JP5365090B2 - Elevator equipment - Google Patents

Abstract

<P>PROBLEM TO BE SOLVED: To obtain an elevator device provided with a car vibration restraining device for generating a suction force between a car and a landing floor, and preventing vertical vibration, by which a car level is fluctuating, by actuating the car vibration restraining device. <P>SOLUTION: This elevator device includes an elevator control device 5 for correcting the level of a car 10 by controlling a hoisting machine 6 to eliminate variation of a car stopping level due to change of an elongation amount of a rope 8 based on variation of a load in a car 10. The device includes: floor-landing level detection devices 12, 14 for detecting that the car 10 arrives at a stand 13 of a landing floor and transmitting position information of the car 10 to the elevator control device 5; and a car vibration restraining device 16 for generating a suction force between the car 10 and the stand 13 at the landing floor by a command of the elevator control device 5 based on signals from the floor-landing level detection devices 12, 14. <P>COPYRIGHT: (C)2010,JPO&amp;INPIT

Description

  The present invention relates to an elevator apparatus, and more particularly to an elevator apparatus provided with a vibration suppressing device that suppresses vibration of a car caused by a change in the amount of elongation of a rope based on a change in the load on the car.

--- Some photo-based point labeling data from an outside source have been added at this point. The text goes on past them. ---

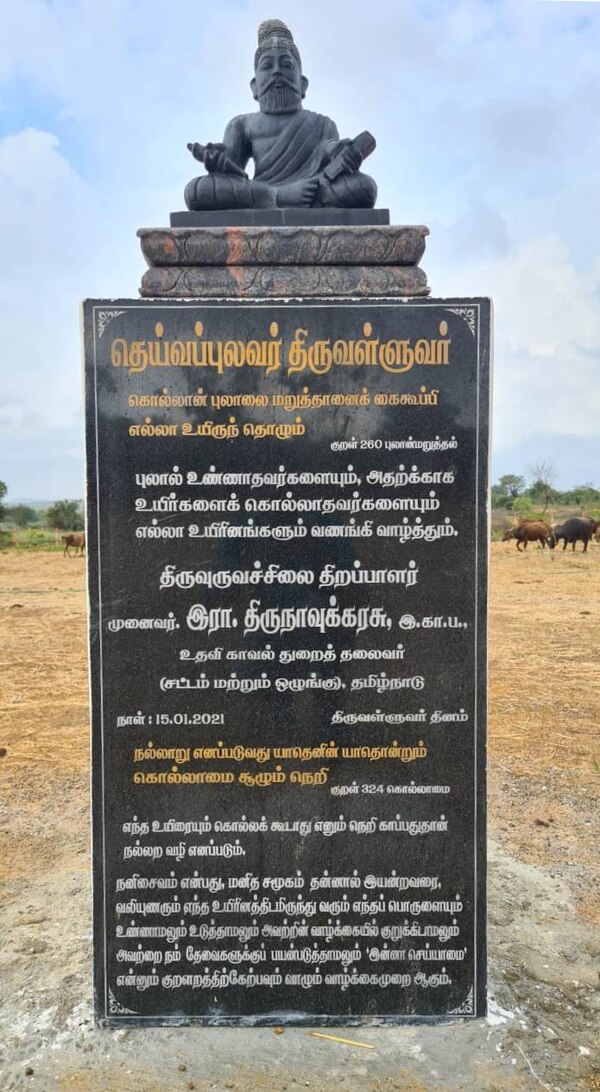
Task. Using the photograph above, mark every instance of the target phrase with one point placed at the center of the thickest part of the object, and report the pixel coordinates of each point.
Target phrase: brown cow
(528, 531)
(77, 541)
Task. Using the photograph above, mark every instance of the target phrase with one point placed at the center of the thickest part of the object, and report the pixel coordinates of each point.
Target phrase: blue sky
(487, 125)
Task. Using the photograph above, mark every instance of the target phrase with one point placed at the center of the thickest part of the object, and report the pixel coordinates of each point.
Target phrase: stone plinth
(259, 261)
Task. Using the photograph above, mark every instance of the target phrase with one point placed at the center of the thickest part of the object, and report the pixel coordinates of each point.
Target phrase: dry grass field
(544, 709)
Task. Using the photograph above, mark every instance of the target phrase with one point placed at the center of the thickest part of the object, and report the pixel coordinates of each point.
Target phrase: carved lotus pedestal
(302, 260)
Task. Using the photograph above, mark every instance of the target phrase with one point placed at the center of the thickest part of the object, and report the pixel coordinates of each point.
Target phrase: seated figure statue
(300, 159)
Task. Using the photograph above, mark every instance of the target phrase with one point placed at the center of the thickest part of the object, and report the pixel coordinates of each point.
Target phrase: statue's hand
(214, 156)
(297, 194)
(348, 154)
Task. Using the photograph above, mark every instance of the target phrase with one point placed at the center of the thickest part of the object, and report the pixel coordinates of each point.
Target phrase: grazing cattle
(572, 531)
(77, 541)
(528, 531)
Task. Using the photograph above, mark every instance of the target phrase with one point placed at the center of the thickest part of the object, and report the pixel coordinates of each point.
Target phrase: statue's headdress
(273, 34)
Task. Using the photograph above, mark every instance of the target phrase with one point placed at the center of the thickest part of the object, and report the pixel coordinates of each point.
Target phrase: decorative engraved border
(116, 1008)
(468, 313)
(466, 1008)
(104, 318)
(470, 316)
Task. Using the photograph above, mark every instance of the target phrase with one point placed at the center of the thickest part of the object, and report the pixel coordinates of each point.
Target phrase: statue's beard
(280, 101)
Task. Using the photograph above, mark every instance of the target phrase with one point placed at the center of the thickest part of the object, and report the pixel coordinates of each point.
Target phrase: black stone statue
(300, 159)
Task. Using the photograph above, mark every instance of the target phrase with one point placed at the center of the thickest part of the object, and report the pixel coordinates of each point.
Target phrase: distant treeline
(61, 515)
(512, 493)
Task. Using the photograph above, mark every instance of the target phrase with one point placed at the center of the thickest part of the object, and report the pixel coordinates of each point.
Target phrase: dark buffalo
(74, 541)
(576, 530)
(528, 531)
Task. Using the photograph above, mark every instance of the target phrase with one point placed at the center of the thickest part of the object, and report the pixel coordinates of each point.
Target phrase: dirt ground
(544, 906)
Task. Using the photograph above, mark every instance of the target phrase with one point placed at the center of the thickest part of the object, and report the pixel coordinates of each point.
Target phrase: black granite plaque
(286, 509)
(280, 217)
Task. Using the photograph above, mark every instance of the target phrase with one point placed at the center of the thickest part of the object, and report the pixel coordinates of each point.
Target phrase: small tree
(543, 475)
(65, 515)
(512, 485)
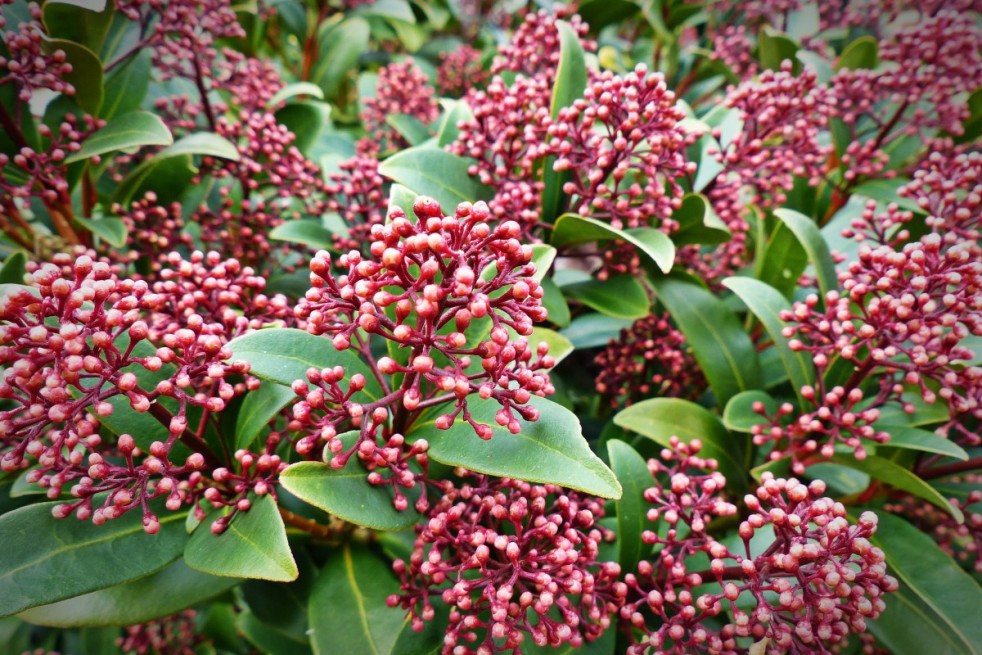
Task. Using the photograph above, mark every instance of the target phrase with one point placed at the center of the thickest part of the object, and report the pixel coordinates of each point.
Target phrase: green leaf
(283, 355)
(252, 546)
(936, 608)
(309, 232)
(721, 347)
(166, 592)
(633, 474)
(339, 48)
(130, 130)
(698, 223)
(911, 438)
(346, 493)
(739, 415)
(773, 48)
(347, 612)
(47, 559)
(86, 77)
(14, 269)
(660, 419)
(860, 54)
(293, 90)
(111, 230)
(621, 296)
(258, 409)
(551, 450)
(813, 242)
(413, 130)
(593, 330)
(127, 86)
(435, 173)
(571, 80)
(897, 476)
(653, 244)
(766, 303)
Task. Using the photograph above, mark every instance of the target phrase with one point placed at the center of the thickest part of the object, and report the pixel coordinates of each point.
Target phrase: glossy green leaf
(293, 90)
(766, 303)
(813, 242)
(110, 229)
(346, 493)
(739, 415)
(166, 592)
(551, 450)
(720, 345)
(47, 559)
(911, 438)
(897, 476)
(660, 419)
(347, 612)
(283, 355)
(258, 409)
(860, 54)
(252, 546)
(435, 173)
(339, 48)
(633, 474)
(936, 608)
(653, 244)
(130, 130)
(698, 223)
(308, 232)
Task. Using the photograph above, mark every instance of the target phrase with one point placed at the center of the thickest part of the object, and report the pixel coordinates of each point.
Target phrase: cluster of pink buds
(28, 65)
(818, 580)
(534, 47)
(513, 561)
(649, 359)
(427, 286)
(356, 192)
(402, 89)
(505, 140)
(173, 635)
(460, 70)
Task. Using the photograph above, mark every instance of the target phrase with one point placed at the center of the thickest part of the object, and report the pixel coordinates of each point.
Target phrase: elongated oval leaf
(435, 173)
(660, 419)
(170, 590)
(283, 355)
(252, 546)
(721, 347)
(130, 130)
(936, 608)
(766, 303)
(347, 611)
(551, 450)
(347, 494)
(897, 476)
(47, 559)
(814, 243)
(653, 244)
(633, 474)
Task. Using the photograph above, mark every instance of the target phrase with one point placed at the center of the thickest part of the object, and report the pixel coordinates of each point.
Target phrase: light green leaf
(130, 130)
(551, 450)
(721, 347)
(660, 419)
(253, 545)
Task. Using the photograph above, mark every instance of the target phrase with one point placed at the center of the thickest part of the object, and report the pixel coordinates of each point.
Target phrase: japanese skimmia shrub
(474, 327)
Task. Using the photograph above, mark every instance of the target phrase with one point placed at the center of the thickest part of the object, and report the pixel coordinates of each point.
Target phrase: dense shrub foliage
(444, 326)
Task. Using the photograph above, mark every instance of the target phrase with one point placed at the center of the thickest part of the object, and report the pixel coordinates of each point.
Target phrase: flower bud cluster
(402, 89)
(452, 291)
(649, 359)
(817, 580)
(515, 562)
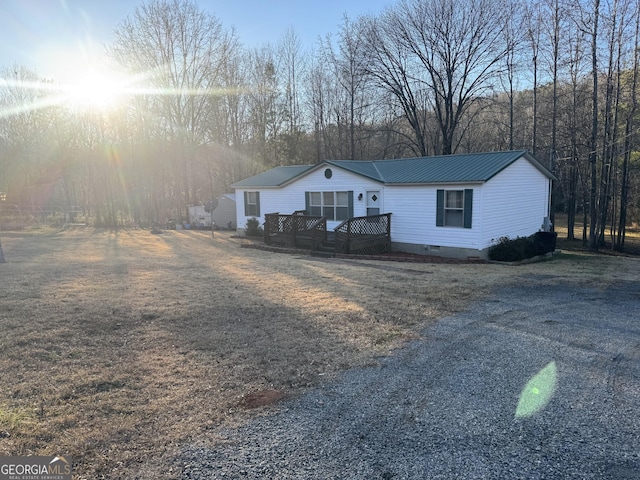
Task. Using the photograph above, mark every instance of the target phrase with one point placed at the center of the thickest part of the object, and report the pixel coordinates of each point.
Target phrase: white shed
(453, 205)
(224, 215)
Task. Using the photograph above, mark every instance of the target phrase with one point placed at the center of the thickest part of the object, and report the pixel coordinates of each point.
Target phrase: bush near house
(521, 248)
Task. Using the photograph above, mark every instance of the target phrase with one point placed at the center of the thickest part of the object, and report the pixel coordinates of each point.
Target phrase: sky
(59, 38)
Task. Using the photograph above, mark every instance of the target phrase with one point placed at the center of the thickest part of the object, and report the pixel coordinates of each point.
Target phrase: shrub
(521, 248)
(253, 228)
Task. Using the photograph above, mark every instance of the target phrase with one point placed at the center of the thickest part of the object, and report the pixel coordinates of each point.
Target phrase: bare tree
(629, 127)
(178, 49)
(393, 70)
(460, 44)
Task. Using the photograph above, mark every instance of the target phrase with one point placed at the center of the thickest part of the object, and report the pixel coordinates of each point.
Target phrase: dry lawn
(118, 348)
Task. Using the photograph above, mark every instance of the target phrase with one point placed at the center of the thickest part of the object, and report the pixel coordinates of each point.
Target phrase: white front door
(374, 202)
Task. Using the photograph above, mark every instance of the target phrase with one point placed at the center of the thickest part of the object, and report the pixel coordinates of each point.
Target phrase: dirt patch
(119, 348)
(262, 398)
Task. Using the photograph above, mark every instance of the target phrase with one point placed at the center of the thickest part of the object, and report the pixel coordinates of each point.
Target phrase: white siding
(414, 217)
(290, 198)
(514, 203)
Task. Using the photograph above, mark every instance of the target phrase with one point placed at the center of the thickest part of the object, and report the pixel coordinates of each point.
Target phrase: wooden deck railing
(296, 230)
(364, 235)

  In general, elevators require advanced floor level control that controls the level at which the car stops so as to minimize the difference between the floor level of the floored car and the level of the hall floor. . This floor level control can be broadly divided into a control for decelerating the traveling car and landing the car on the destination floor, and a change in the load in the car due to passengers getting on and off in the landing state. There is a control for correcting the level because the expansion / contraction amount of the main rope changes and a deviation occurs between the floor level of the car and the level of the hall floor.

  With regard to the latter control, conventionally, a landing level detection device is attached to the elevator landing floor car platform, and from that device, for example, the difference between the floor level of the landing car and the level of the hall floor is predetermined. It is configured to output an ON signal when it is within the value, and an OFF signal when it exceeds a predetermined value. When the level difference exceeds a predetermined value, the brake of the hoisting machine is released, and the hoisting machine The level correction is performed by rotating (see Patent Document 1, for example).

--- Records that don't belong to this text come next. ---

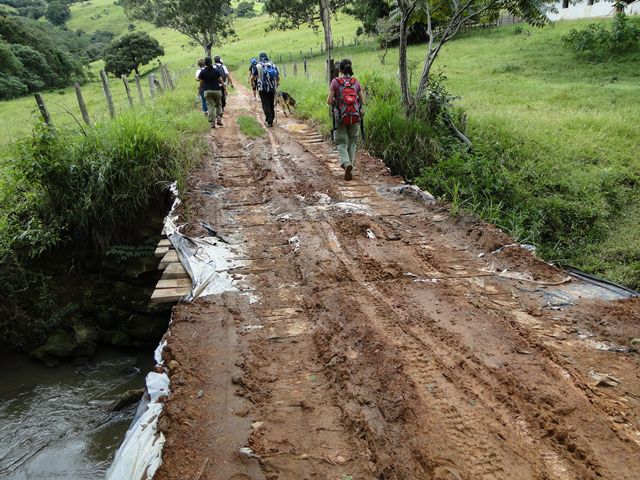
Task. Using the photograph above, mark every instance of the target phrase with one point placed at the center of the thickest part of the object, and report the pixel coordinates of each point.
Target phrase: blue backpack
(269, 80)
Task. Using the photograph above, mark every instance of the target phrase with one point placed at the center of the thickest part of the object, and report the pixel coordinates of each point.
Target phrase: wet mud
(375, 336)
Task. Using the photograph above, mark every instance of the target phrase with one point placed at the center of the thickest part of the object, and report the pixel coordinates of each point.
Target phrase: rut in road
(372, 338)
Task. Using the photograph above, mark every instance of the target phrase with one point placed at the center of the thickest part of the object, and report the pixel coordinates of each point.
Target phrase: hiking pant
(268, 100)
(204, 102)
(346, 140)
(214, 98)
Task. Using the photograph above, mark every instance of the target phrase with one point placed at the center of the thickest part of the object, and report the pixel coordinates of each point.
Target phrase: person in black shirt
(211, 82)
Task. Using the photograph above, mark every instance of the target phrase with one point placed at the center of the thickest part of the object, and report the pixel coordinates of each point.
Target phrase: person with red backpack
(347, 101)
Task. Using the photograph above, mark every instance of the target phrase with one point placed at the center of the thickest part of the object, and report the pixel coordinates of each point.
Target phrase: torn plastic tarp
(140, 454)
(207, 260)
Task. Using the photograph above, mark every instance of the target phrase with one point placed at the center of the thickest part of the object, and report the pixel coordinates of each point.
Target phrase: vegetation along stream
(60, 422)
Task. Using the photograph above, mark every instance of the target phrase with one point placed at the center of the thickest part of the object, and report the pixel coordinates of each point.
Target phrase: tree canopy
(58, 12)
(35, 55)
(129, 52)
(205, 22)
(444, 19)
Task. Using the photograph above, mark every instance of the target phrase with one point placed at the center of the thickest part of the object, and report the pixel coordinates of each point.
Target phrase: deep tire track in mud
(371, 339)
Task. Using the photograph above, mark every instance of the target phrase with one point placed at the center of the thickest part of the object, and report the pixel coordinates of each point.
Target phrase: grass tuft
(250, 127)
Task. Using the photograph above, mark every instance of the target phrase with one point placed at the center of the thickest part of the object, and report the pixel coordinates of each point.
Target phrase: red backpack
(348, 101)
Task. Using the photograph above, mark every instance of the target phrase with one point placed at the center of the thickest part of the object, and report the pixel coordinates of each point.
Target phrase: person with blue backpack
(346, 99)
(267, 78)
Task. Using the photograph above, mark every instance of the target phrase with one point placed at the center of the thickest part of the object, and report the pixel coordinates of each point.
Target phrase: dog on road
(285, 101)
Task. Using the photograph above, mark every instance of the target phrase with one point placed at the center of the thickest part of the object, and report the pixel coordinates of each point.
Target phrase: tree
(451, 16)
(369, 12)
(294, 13)
(206, 22)
(245, 9)
(129, 52)
(58, 13)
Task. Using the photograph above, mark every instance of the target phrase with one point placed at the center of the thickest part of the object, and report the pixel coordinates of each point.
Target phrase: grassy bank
(555, 160)
(84, 190)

Japanese Patent Laid-Open No. 6-64853 (Summary Column, FIG. 4)

  In the technology disclosed in the patent document, in the case of an elevator installed in a high-rise building with a height of 200 m to 500 m, the rope becomes long and the spring constant becomes small, and the amount of change in level per unit load is small. The purpose is to prevent this because it becomes large.

  However, in the technique disclosed in the above-mentioned patent document, when the main rope is long and the spring constant of the rope system is small, as in an elevator installed in a high-rise building, the vertical vibration with the car level still fluffing is generated. There is a problem that easily occurs physically.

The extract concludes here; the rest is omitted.